Digitization In addition to sustainability, UNCTAD’s report notes that digitization—including leveraging e-commerce, financial technology, and cross-border data transfers—has become a priority for businesses and governments in the post-Covid-19 world.

Japan, long considered a laggard in digital transformation, is now among those countries that have fully embraced it as an imperative. Thus, in September, the Japanese government launched the country’s first digital agency.

Yet even before digital transformation became front and center in Japan, foreign companies with digital solutions, including Canada-based e-commerce provider Shopify Inc., had already made this market a priority. “Despite being a top-five global e-commerce market in terms of size, having grown 9.1 percent in 2017, there was tremendous room for growth in Japan’s e-commerce sector when compared with the United States and China, at 16 and 32 percent growth, respectively,” explained Shopify Japan Country Manager and Director Makoto Tahara.

Has the pandemic accelerated digital adoption in Japan? It has, particularly among young consumers.

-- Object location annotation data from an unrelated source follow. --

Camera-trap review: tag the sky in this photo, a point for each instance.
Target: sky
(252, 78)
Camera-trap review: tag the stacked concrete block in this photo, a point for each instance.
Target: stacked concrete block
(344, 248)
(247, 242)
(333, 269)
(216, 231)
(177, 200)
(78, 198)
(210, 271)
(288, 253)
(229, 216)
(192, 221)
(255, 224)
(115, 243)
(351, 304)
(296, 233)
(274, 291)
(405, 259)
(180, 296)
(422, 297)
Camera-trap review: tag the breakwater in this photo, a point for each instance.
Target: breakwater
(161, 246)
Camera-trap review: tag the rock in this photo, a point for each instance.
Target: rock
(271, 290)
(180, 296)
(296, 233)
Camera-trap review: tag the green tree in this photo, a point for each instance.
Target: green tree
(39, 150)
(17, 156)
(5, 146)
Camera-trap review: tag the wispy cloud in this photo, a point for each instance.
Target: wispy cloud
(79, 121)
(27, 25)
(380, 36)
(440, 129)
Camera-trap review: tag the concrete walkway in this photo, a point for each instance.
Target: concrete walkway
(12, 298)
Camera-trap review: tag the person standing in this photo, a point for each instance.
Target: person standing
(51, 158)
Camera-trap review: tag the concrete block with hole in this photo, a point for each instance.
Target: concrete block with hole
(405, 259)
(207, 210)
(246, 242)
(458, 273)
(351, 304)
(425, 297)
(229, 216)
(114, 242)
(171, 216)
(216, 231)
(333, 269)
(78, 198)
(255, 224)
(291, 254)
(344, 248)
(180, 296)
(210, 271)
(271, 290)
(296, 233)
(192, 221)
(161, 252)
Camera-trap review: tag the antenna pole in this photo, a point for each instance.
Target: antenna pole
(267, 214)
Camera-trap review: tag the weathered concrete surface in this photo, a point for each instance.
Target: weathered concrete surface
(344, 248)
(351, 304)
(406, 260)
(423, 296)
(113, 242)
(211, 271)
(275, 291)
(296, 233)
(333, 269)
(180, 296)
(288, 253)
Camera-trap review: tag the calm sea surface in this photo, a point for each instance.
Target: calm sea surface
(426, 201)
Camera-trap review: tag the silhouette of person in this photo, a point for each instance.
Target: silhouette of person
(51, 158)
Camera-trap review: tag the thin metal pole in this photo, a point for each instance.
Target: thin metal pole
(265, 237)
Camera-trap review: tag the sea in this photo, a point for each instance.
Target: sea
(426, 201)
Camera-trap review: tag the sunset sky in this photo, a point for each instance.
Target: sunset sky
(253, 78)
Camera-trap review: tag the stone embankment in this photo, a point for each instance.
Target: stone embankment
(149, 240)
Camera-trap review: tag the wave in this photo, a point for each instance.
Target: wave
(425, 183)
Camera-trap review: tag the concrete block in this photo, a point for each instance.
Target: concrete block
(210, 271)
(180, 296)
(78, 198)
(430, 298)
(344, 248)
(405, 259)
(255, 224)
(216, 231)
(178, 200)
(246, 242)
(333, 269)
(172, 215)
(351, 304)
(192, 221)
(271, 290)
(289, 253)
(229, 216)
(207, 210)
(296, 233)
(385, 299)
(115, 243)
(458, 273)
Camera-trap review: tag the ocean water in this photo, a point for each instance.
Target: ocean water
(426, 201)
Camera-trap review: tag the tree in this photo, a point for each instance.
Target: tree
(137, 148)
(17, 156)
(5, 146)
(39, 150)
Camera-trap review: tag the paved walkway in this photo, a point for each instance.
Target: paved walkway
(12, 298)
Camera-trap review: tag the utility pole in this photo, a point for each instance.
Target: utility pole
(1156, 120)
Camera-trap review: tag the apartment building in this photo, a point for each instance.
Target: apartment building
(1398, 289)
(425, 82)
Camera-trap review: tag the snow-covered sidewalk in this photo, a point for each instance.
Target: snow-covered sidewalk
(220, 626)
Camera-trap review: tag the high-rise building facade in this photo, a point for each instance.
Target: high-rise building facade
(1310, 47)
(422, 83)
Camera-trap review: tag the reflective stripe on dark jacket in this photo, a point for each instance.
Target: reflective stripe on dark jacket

“The pandemic has brought forward the future of retail by a decade, prompting lasting changes to consumer habits and accelerating the shift to online shopping. However, consumers have not only been shopping online, but also in stores, as well as on their smartphones, social media, and PCs,” explained Tahara. “Businesses have suddenly been forced to quickly pivot and start selling online, or to upgrade their e-commerce offerings to reach those customers who shop anytime and wherever they prefer.”

Despite the dash to digital—about 40 percent of consumers here are shopping online, the second-lowest adoption rate among the advanced economies—many still choose to shop locally in physical stores, making Japan an outlier among surveyed nations.

However, they are prioritizing sustainability in their purchasing choices. “Japanese consumers are very supportive of local brands, choosing to buy from local independent businesses even as they still make purchases on digital marketplaces for convenience,” Tahara added. “They also are expected to vote with their wallets by choosing to support sustainable and green brands that demonstrate authenticity, transparency, and accountability.”

Recovery

As the world emerges from the pandemic, is there a silver lining? According to industry experts, there is: global vaccine rollouts. And that ties directly into kickstarting FDI.

By the first quarter of this calendar year, 33 of the world’s major economies and regions had exported vaccines worth $13 billion around the world.

In Japan, the percentage of the population that had been fully vaccinated—at the time of writing—stood at more than 68 percent, compared with 57 percent in the United States.

Globally and by country, Portugal led the way for the number of individuals fully vaccinated per 100 population. Japan was ninth, just behind France, the United Kingdom, and Italy, while the United States was 13th, the Nikkei reported in October.

In the wake of global vaccination programs, at the time of writing international trade (on a customs clearance basis) was heading toward recovery, including in Japan.

While exports had declined 9.3 percent in 2020 from the previous year’s total of $640 billion, and imports had decreased 12 percent to $634.1 billion, exports had recovered by mid-2021.

Japan’s exports grew 26.2 percent year on year to ¥6.6 trillion in August 2021, the sixth straight month of double-digit sales growth, according to reports. This has led some experts to be optimistic in areas such as outbound M&As.

“If you look through the mid-term plans of Japanese companies, almost all will say, ‘We are going to allocate additional capital to outbound M&A activity to change the percentage of our overseas sales from 10 to 30 percent of our group sales over x number of years,’” Tokyo-based lawyer Lebrun notes. Other experts who spoke to The ACCJ Journal share similar sentiments.